Album: American Colour

Label: Senufo Editions

Review date: Aug. 31, 2012




American Colour is many things. It is a 25-minute film with two intertwined parts. One part is a documentation in 16 mm-footage Bonnetta shot in 2010 as he travelled from upstate New York to Kansas in order to have one of the very last rolls of Kodachrome film developed. The other is a study of the iconic film’s saturated color palette. Blocks of solid hue in varying patterns are interspersed among the images of muted middle America in November.

American Colour is also an album (on vinyl only) that features Bonnetta’s soundtrack to his film as well as a later piece with a related mood and set-up. On the soundtrack, Bonnetta uses violin, tape loops and shortwave radio, and it’s cast as a sort of homage to the inventors of Kodachrome, who were also violinists. Bonnetta uses the instrument more for its grain and textural possibilities, mostly as a way to add thickness to the pulsing, swelling bands of misted, extended tones. Along with a DVD of the film and the LP, this release contains a monograph by Andréa Picard. In a few thousand words, she unpacks some of the historical, philosophical and aesthetic implications of Bonnetta’s work.

Take each of these separately, or take one away, and American Colour, as a take-home artifact/experience, would be less. The flickering color patterns in the film are hypnotic and the images are captivating in their humble solitude and emptiness (hardly a single person shows up in any of the frames). But, take away the color study or the documentary images, or take away Bonnetta’s immersive soundtrack, and the film is less illuminating. Same with the sonics — without the images or the concept, the long, cyclical tones would have some of their essence drained.

But what might seem a classic case of the sum being greater the parts, is really a poignant statement on how memory works. Knowing Kodachrome’s status as the film of nostalgia, Bonnetta has avoided images that place themselves easily in time, or lend themselves to easy narratives. His focus has been on texture, light and color and how we perceive them in context. And it is this juxtaposition that moves American Colour beyond being simply a study in aesthetic principles.

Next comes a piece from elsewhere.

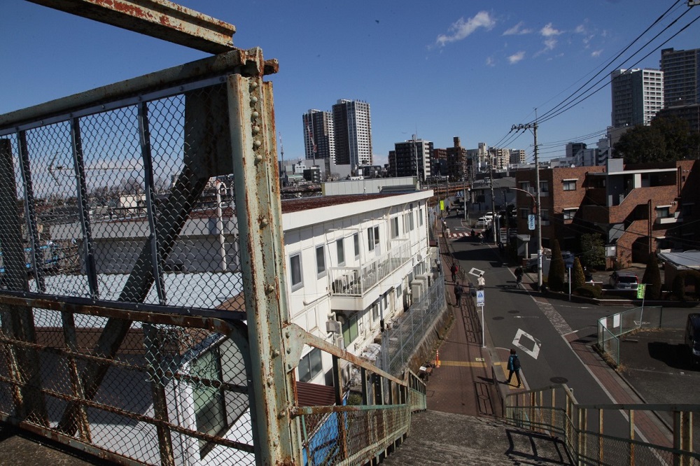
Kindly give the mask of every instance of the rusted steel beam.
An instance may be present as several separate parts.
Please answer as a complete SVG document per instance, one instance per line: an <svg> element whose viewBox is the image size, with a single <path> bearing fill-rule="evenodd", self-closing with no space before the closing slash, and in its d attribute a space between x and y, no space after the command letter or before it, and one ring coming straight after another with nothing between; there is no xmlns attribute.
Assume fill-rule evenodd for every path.
<svg viewBox="0 0 700 466"><path fill-rule="evenodd" d="M167 0L28 0L209 53L233 48L236 27Z"/></svg>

The most powerful moment of the synthesis at the heart of American Colour comes about 20 minutes into the film. Bonnetta allows footage of a lightpost on a snowy night to play longer than he has other images previously. You stare at the blurry white orb of light, transfixed as the snow passes in front of it. And then, when the blocks of color resume, a dark hole appears at their center, as if that light has burned a hole through them, right onto your eye.

Because what is memory if not this kind of burning through, from the past into the present? Memories typically don’t happen on their own. They are provoked by a passing experience: a song, a phrase, a smell, a photo. We need the stimulus, as it both inspires and transforms. Each time we remember something, we experience it anew, we have a chance to learn again. Our experience and memories bleed into each other, become layers of identity. They are who we were, and who we want to be.